Smoked or vaporized on its own, the effects of kratom aren’t usually noticeable. However, it turns out that kratom and cannabis are highly synergistic, and together they are an indulgence revered by many. Effects depend largely on the ratio of kratom to cannabis and range from subtle buzzing to deeply narcotic-like sedation and pain relief. As with all of these suggestions, start small—the combo can be powerful and cause nausea for some.

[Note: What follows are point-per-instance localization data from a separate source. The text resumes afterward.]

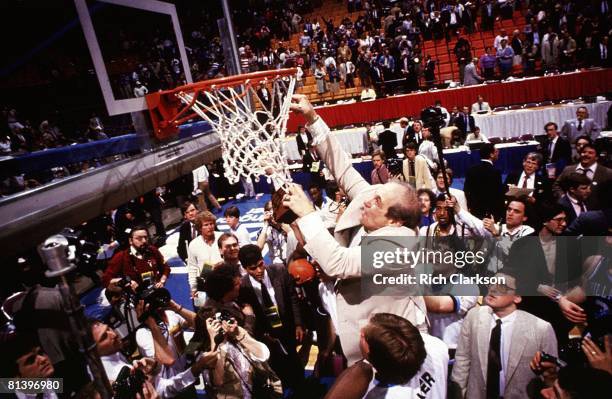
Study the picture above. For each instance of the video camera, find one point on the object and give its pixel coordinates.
(127, 385)
(432, 118)
(222, 316)
(155, 298)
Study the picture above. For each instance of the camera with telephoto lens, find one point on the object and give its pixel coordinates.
(155, 298)
(128, 385)
(432, 118)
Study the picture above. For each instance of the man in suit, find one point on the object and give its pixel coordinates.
(270, 291)
(496, 343)
(188, 230)
(471, 76)
(413, 134)
(480, 105)
(577, 192)
(556, 149)
(529, 178)
(374, 210)
(599, 175)
(465, 121)
(388, 141)
(582, 125)
(415, 169)
(483, 185)
(302, 139)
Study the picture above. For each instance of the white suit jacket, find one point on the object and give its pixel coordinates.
(338, 260)
(529, 335)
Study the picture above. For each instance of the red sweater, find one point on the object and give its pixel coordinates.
(124, 264)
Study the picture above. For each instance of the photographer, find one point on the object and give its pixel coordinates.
(161, 337)
(138, 259)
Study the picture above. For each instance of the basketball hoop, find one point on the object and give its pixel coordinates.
(252, 129)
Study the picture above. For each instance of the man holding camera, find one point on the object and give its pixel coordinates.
(139, 259)
(109, 347)
(270, 291)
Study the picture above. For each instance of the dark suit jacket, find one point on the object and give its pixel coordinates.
(286, 299)
(302, 147)
(388, 141)
(600, 189)
(460, 123)
(184, 240)
(542, 191)
(484, 190)
(267, 102)
(570, 213)
(527, 260)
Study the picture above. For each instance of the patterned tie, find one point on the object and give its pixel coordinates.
(494, 362)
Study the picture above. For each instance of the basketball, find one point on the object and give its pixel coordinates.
(302, 271)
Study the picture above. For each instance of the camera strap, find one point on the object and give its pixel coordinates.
(30, 318)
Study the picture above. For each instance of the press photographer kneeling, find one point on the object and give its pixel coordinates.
(241, 370)
(158, 340)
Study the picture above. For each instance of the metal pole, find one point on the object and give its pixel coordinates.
(232, 36)
(54, 254)
(233, 51)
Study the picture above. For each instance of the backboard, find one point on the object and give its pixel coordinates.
(102, 20)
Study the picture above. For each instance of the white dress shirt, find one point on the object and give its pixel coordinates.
(244, 238)
(506, 339)
(588, 172)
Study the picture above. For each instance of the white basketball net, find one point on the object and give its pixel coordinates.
(251, 142)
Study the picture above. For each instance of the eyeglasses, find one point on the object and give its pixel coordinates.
(501, 288)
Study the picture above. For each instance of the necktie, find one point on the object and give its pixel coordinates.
(265, 296)
(494, 362)
(550, 144)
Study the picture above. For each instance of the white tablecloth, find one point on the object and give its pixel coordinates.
(518, 122)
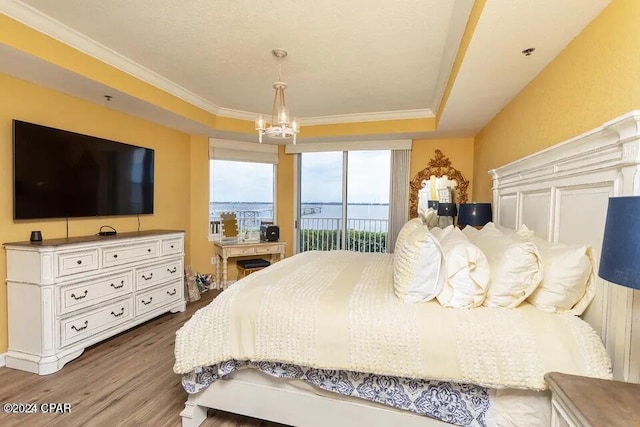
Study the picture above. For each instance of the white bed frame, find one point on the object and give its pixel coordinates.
(562, 193)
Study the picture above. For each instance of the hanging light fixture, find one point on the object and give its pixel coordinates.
(280, 126)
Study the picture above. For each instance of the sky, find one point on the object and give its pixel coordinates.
(368, 178)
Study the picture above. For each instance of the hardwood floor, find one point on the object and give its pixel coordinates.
(127, 380)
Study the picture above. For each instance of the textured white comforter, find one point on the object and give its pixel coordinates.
(337, 310)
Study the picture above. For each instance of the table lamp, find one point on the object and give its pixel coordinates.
(620, 260)
(474, 214)
(447, 210)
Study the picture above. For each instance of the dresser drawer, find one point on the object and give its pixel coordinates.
(86, 325)
(273, 249)
(164, 295)
(80, 295)
(172, 246)
(116, 255)
(151, 275)
(74, 262)
(241, 250)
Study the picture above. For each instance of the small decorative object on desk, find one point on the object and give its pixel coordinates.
(190, 282)
(203, 282)
(229, 229)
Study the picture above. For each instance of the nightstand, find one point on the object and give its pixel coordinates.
(582, 401)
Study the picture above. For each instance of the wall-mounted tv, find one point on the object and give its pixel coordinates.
(62, 174)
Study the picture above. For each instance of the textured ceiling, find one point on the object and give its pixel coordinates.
(349, 60)
(345, 57)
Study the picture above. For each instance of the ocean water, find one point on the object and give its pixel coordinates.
(323, 216)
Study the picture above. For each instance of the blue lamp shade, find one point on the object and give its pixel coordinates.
(475, 214)
(620, 260)
(447, 209)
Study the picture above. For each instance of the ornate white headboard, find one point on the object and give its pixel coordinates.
(562, 193)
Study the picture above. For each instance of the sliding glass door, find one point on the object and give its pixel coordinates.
(344, 200)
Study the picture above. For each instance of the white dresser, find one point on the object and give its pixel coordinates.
(67, 294)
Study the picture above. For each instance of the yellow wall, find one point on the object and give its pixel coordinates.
(200, 249)
(25, 101)
(458, 150)
(593, 80)
(285, 197)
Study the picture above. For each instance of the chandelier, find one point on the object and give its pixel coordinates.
(280, 126)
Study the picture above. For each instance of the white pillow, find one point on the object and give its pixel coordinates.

Cannabis and hops, like the hops in your beer, are very closely related. In fact, cannabis and hops are both from the Cannabaceae family, and those unexpected sedative effects you feel after just one potent brewski may stem largely from a compound found in both plants: myrcene. Myrcene is a terpene, or essential oil, known for its relaxant and anti-anxiety properties. Essential oils are the basis of aromatherapy, and whether you’re smoking or inhaling them, our minds and bodies respond largely to their effects. Lupulin glands, or hop trichomes, are a familiar powdery pollen and crafty folks are sifting it like kief and making hops hash. They’re extracting hop oils, too.
That’s right, nearly everything we’re doing to cannabis, we’re doing to hops, and then some. But don’t get too crazy. Mostly, these extractions should be used for brewing beer. Smoking hops can be harsh and possibly dangerous at high temps, but vaporizing hops and cannabis at low-temps together can be as tasty and excellent as one might expect.